El café es un ejemplo de cómo un producto de baja tecnología se puede mejorar para crear mayor valor económico a través del conocimiento, la tecnología y la innovación.

Mientras que el consumo de café en el mundo aumentó sólo 21%, las innovaciones han hecho aumentar el valor de la industria 80%.

Pero entonces, ¿qué hacer para ser más innovadores y crear productos de alto valor agregado? Como decía anteriormente, hay una constelación de factores que generan este ecosistema que hace posible la innovación. Para que pueda existir este ecosistema que genere valor agregado sostenible, tendría que haber una alineación de planetas, desde los modelos de educación, las empresas y universidades para que inviertan en investigación y desarrollo de nuevos productos, centros de estudios que atraigan talentos de todos lados, una interacción constante entre todos los actores del ecosistema, un ambiente económico y empresarial que propicie las inversiones de riesgo, una legislación que aliente la creación de nuevas empresas, y una concentración de mentes creativas en comunidades.
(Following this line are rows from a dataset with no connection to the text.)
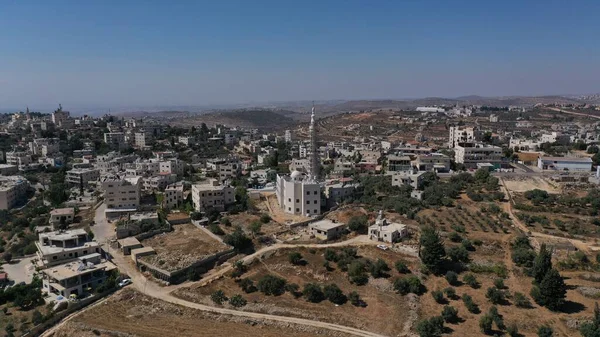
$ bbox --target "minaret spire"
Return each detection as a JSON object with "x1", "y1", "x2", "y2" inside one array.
[{"x1": 309, "y1": 101, "x2": 320, "y2": 180}]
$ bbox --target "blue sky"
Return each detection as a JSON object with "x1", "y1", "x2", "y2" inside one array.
[{"x1": 0, "y1": 0, "x2": 600, "y2": 110}]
Casi nada, ¿cierto?

Y, para poner la cereza en el pastel, y que todo esto sea sostenible, el factor clave, del que se habla mucho menos, y que sin el cual es difícil generar entornos de innovación, es crear y aceptar una cultura de tolerancia hacia el fracaso, en el caso de que las ideas no funcionen y que tengan la dignidad de volver a comenzar sin tener que agachar la cabeza.